Jean-Marie Déguignet, was until 1998 the name of an unknown man in France. He was born in Guengat in 1834 and died in Quimper in 1905, but his death was lit by anonymous Bernez Rouz, a true lover of French Brittany. And ‘in fact, thanks to the meticulous work of the French journalist, Jean-Marie and his time back in front of our eyes, but without the aid of photographs or film, because it is the concreteness of the details that recreates for us, so amazing the human experience of a man who lived in France in the nineteenth century.
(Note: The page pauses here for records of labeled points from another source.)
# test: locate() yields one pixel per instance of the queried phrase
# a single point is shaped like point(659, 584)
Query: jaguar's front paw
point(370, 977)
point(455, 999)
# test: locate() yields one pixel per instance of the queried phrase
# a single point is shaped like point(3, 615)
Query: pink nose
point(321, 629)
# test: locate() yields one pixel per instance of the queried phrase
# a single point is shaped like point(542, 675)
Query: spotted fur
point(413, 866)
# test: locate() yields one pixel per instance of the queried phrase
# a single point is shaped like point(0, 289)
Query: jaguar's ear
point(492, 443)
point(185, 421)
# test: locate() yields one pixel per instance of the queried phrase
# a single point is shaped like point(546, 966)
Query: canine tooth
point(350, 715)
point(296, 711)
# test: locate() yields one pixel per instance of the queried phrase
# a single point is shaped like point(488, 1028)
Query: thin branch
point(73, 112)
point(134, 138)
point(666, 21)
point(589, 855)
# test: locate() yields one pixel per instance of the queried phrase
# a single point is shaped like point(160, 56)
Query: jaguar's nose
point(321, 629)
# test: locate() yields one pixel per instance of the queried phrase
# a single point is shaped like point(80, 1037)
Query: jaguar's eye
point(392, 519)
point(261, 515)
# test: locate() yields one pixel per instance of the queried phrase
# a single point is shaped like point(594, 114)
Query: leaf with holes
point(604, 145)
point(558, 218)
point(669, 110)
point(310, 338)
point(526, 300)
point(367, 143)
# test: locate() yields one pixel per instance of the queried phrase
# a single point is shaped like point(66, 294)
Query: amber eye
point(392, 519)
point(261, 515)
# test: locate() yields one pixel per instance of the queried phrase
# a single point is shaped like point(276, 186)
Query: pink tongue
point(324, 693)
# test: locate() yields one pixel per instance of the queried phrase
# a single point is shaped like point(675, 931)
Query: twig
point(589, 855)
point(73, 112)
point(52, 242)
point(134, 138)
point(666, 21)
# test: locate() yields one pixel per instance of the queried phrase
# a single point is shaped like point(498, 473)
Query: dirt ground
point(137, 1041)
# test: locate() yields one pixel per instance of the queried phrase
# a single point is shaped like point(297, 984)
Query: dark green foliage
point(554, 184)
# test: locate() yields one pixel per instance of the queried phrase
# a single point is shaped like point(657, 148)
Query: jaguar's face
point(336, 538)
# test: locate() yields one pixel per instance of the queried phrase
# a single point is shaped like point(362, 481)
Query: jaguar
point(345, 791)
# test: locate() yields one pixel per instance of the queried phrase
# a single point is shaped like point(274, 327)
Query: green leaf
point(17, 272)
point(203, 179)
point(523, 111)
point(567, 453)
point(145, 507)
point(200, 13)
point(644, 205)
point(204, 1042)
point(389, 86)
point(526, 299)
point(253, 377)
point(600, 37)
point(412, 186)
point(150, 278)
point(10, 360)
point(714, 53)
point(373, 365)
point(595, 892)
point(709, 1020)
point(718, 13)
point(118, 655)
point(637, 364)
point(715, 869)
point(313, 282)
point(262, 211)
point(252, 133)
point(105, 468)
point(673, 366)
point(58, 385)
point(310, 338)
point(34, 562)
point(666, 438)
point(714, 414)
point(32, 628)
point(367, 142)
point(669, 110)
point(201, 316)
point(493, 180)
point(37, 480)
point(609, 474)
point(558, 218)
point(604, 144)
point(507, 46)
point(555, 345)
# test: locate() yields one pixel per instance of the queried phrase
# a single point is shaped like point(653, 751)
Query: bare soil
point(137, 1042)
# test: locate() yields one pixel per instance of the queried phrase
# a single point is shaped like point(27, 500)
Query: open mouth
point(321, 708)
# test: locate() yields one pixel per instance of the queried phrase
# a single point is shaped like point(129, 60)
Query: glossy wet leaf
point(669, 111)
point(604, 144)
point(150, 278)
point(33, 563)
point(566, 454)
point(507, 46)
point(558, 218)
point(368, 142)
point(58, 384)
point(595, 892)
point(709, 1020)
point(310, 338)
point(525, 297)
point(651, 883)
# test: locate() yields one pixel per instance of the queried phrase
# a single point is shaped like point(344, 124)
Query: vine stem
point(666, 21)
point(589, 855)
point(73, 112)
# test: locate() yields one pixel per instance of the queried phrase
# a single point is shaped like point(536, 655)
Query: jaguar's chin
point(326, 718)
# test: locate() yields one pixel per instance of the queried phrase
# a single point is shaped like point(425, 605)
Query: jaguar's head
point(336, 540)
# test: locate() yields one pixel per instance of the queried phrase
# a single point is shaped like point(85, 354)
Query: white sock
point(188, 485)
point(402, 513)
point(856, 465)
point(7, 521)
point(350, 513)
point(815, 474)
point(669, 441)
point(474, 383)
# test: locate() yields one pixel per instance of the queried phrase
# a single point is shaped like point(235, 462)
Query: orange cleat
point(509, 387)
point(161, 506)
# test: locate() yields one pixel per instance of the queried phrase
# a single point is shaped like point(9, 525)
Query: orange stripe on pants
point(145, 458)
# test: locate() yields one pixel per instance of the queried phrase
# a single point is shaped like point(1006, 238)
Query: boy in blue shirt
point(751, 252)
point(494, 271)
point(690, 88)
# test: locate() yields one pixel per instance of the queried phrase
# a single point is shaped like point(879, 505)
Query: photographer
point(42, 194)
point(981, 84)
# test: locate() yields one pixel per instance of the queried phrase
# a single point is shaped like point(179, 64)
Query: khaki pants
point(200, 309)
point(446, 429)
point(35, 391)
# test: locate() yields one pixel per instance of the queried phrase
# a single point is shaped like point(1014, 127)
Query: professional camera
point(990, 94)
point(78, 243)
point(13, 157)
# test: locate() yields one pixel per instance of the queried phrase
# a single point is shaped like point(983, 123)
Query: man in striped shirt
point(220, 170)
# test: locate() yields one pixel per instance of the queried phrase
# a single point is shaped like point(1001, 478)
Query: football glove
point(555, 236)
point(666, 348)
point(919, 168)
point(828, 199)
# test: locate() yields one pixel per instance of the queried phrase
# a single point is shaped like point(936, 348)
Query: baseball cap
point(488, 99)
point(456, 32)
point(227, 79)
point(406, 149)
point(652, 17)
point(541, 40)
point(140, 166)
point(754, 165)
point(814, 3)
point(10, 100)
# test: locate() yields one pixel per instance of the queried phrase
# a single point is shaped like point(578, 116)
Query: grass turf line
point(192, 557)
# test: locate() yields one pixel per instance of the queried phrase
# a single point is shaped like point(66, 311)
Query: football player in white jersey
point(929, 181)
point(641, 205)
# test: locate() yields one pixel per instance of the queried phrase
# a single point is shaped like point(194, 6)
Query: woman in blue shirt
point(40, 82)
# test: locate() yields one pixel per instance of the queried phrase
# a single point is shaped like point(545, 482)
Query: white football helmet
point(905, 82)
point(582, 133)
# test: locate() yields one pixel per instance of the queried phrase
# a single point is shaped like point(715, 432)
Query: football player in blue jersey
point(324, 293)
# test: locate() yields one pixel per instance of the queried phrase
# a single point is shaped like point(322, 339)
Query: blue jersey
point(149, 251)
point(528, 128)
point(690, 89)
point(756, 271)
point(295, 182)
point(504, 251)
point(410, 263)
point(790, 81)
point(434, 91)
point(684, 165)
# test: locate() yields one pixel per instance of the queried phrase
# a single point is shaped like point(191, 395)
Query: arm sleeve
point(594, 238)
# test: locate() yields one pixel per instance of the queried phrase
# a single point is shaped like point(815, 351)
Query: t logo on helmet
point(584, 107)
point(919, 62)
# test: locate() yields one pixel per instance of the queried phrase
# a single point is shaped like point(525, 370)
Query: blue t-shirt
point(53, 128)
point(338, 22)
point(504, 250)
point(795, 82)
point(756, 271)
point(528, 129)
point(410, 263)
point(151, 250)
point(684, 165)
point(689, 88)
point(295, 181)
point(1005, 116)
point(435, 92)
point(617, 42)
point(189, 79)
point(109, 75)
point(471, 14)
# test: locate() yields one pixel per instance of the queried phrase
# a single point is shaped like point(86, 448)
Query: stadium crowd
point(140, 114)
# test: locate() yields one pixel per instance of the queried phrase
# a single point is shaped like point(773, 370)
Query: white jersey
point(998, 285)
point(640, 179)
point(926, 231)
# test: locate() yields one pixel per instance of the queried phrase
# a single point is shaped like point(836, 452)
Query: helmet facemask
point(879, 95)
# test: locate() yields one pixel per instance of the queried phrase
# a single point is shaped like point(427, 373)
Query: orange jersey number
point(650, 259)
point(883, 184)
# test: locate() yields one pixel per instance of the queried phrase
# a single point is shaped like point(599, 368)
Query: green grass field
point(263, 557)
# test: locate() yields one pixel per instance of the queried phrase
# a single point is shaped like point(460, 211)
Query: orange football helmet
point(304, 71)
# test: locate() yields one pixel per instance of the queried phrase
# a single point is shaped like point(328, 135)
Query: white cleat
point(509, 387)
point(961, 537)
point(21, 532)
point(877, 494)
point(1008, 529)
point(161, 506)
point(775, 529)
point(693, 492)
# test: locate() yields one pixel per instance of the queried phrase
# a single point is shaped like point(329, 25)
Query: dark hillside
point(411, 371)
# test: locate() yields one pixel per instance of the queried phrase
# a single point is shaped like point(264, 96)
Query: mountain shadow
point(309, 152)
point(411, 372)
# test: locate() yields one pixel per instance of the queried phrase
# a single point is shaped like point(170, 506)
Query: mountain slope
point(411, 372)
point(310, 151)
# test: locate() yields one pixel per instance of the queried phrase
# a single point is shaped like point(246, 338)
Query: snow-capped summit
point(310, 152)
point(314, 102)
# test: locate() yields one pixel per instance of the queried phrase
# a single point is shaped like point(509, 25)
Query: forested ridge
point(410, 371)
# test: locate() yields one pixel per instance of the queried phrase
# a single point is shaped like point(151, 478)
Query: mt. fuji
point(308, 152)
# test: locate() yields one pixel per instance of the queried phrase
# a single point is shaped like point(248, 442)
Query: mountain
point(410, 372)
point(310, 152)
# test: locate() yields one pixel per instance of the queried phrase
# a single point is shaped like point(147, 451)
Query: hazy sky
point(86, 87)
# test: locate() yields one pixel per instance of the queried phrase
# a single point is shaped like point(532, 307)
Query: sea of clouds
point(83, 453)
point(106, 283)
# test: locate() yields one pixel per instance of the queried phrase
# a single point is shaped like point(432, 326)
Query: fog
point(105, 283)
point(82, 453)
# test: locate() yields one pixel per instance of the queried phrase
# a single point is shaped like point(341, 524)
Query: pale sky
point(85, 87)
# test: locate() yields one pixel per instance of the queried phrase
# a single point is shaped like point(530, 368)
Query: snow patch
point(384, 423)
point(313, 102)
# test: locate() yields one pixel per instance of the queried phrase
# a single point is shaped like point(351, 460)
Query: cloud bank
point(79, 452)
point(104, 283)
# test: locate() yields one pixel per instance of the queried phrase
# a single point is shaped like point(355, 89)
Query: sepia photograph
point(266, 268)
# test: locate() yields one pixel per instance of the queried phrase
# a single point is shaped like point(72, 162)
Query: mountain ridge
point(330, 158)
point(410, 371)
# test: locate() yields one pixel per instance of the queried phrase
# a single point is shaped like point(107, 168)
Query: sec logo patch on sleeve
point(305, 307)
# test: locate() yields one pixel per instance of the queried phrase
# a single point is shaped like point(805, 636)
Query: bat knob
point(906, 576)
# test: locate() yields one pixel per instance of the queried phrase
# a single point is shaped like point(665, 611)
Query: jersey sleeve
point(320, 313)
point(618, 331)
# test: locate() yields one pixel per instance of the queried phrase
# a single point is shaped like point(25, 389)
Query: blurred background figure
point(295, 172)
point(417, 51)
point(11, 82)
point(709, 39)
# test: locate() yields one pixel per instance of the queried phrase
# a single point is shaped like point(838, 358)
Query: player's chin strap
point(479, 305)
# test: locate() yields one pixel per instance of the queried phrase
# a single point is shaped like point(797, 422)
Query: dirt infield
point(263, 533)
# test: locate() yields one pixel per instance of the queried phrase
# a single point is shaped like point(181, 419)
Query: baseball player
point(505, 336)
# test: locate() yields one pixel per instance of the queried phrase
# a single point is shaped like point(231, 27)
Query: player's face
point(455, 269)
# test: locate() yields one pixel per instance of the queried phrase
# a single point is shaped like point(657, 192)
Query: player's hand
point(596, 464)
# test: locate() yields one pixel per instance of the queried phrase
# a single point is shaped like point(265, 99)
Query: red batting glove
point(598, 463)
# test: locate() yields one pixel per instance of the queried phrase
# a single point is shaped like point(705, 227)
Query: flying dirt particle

Bernez Rouz was surgically stitched the pages of an old diary written in French, where pages full of events tell the human stories of the time, along with historical events and facts of everyday life, but with the precious details. Those pages, incredibly, send us the smell of industrialization, that of coal. That calligraphy, talks about the passing of time, where days turn into seasons and seasons of life experiences. That life was that of a peasant self-taught, so bold as to imagine doing anything of his human experience to be transmitted, to confess.
It is not by chance that “the extraordinary life of the last witness of a lost civilization”, it has found the perfect synthesis on the cover of a book: MEMORIES OF A PEASANT, those who speak of a world myself, and not a literary fiction. I can anticipate you my personal experience, I’ve tried closing the book after reading his last page: the sting of a bee on the head of Jean-Marie, had apparently created an infection even in my mind.
I could not otherwise justify my sense of exhaustion and my eyes bright, almost that I had mastered the special alphabet of the unknown man called Déguignet, a farmer who could find the time to contemplate the moon, even fighting under the imperial insignia of Napoleon III, where the soldiers had only one sign of the zodiac, one of the lice.